Disclaimers:
Sherlock appartiene a Sir Arthur Conan Doyle, alla BBC e a
Moffat/Gatiss.
ABBRACCIAMI
John camminava
veloce lungo la
strada semideserta, lo sguardo fisso a terra. Il sole, basso
sull'orizzonte
davanti a lui, proiettava le ombre dei passanti sul marciapiede. Era la
fine di
un'altra giornata.
L'ennesima senza Sherlock.
Pensarci faceva male come il primo
giorno.
Si fermò, frugandosi nelle tasche
della giacca alla ricerca delle chiavi.
Fu in quel momento che la vide.
L'ombra spropositatamente lunga di una persona, il contorno di una
testa
disordinata e riccia vicino alla punta delle sue scarpe, il profilo
ampio di un
cappotto.
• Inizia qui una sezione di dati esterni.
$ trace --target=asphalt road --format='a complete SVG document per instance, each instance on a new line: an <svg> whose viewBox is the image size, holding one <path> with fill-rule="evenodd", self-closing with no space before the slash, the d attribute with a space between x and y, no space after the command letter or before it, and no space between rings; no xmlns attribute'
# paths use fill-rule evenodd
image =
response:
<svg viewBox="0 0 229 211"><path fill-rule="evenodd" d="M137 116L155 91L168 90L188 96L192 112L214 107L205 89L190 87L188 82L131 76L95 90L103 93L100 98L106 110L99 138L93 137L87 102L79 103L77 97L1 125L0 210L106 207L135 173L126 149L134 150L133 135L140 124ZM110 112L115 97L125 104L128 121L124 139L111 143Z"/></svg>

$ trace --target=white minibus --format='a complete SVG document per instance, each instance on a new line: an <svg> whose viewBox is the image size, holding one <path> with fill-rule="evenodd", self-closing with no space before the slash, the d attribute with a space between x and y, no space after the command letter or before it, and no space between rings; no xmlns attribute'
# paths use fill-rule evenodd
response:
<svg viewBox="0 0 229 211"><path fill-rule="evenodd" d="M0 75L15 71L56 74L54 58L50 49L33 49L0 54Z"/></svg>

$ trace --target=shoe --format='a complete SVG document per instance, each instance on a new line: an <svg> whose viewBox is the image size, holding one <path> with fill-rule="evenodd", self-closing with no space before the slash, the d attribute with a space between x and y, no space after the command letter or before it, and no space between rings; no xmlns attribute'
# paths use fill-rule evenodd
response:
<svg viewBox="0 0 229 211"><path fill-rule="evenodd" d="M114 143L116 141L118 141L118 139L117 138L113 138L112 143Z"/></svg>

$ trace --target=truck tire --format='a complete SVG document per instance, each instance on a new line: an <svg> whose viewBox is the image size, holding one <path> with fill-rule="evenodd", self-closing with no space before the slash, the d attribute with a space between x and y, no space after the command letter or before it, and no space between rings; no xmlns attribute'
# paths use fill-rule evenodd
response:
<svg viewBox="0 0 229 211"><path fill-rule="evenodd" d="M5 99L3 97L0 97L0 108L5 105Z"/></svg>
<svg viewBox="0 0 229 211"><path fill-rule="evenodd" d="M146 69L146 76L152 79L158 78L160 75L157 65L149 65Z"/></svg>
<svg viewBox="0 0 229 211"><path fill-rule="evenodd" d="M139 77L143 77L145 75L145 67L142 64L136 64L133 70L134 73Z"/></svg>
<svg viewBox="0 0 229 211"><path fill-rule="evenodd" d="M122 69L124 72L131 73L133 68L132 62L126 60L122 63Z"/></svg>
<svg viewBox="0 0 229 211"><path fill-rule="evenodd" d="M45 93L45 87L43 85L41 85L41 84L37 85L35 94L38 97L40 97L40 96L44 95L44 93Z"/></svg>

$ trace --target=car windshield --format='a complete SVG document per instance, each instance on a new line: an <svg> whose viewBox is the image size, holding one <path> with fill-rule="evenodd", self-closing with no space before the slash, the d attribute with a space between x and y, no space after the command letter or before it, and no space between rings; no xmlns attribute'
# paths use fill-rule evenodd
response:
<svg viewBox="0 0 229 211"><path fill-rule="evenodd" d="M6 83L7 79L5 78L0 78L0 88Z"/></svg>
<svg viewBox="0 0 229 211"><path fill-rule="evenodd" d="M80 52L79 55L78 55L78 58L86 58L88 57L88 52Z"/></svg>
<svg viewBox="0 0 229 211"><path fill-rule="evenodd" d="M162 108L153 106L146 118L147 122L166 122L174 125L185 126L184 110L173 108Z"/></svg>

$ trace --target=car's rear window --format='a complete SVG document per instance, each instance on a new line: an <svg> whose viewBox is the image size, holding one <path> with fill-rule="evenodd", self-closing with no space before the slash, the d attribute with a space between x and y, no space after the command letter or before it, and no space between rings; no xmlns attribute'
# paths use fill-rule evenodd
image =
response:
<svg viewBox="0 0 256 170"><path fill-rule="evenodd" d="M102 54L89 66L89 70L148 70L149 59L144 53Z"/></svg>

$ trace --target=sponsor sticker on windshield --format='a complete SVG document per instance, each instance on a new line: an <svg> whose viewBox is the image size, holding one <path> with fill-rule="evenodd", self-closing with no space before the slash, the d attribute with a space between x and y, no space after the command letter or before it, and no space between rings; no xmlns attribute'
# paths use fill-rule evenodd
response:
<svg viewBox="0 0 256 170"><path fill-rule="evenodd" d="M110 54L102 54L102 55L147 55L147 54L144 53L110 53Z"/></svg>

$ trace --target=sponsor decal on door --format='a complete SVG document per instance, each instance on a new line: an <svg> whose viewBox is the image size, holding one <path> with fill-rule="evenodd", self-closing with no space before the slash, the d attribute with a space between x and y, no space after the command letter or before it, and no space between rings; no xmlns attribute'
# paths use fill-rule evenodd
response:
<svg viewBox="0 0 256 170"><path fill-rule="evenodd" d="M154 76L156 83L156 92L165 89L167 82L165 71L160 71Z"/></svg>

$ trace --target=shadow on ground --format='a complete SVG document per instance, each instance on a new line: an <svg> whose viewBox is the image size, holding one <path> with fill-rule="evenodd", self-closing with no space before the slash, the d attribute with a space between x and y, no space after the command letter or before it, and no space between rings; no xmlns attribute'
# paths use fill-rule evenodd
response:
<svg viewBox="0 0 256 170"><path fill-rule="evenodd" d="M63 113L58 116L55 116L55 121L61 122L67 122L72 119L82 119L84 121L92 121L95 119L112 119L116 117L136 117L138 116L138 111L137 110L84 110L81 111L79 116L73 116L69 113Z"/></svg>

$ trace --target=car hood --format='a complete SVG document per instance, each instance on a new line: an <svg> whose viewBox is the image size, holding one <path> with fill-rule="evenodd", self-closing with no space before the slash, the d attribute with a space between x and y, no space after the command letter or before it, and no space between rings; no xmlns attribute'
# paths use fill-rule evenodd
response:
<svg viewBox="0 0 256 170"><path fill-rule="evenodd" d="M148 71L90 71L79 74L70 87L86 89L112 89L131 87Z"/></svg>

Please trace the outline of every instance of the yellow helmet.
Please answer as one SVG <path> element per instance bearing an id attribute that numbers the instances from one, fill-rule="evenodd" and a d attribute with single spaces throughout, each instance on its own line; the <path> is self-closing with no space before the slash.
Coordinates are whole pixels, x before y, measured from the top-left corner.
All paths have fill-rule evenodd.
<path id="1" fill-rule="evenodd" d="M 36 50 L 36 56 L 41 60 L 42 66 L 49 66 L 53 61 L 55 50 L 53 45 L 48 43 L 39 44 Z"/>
Inconfondibile.
Le chiavi caddero a terra.
Non poteva essere.
Non poteva essere vero.
John era stato in guerra, aveva vissuto
la paura delle bombe e degli attacchi kamikaze sulla sua pelle, ma mai,
mai in
vita sua aveva avuto tanta paura come in quel momento.
Paura di alzare lo sguardo,
paura di vedere a chi
appartenesse quell'ombra.
Paura di
illudersi.
Paura di sperare.
Paura di tornare a vivere.
Perché sicuramente si stava
sbagliando: lui era morto, quell'ombra apparteneva a qualcun altro e
nel
momento in cui avesse alzato lo sguardo, la realtà l'avrebbe
ucciso di nuovo.
"John."
Oh dio, quella voce.
"John." quella voce bella,
bassa e vibrante.
"John, guardami." Era la
sua voce, la stessa voce che tre anni prima era solita ordinargli "John, fammi una tazza di tè"
"John, prestami il tuo cellulare." "John... John..."
E John obbedì, come sempre.
Intravide una indistinta massa scura
in movimento e poi Sherlock fu su di lui, contro di lui, attorno a lui,
fu
tutto ciò che esisteva, in un abbraccio forte e concreto.
"Sherlock." sussurrò il
dottore, mentre le lacrime e il dolore trattenuto per tre lunghi anni
minacciavano di traboccare dagli occhi, dalla gola, dal fondo
dell'anima. Si
coprì la bocca con una mano a soffocare un grido, mentre il
suo corpo prese a
tremare violentemente. "Sherlock." ripeté ancora, incapace
di
formulare qualsiasi altro pensiero.
"Sono qui." la mano del
detective si posò delicatamente sulla testa bionda.
"Sei tu..."
"Sì."
"Sei proprio tu..."
"Sì."
Esitante, John gli toccò la
schiena con la mano,
sentendola solida e calda sotto il suo palmo. Vera, reale.
"Perdonami,
John." mormorò Sherlock contro la sua giacca.
"Taci, taci Sherlock."
Avrebbero avuto tempo per parlare.
John avrebbe avuto tempo per infuriarsi, maledirlo e prenderlo a pugni.
Certamente.
Ma non ora.
Ora tutto quello che importava era
che Sherlock era tornato al luogo cui apparteneva. Tra le sue braccia.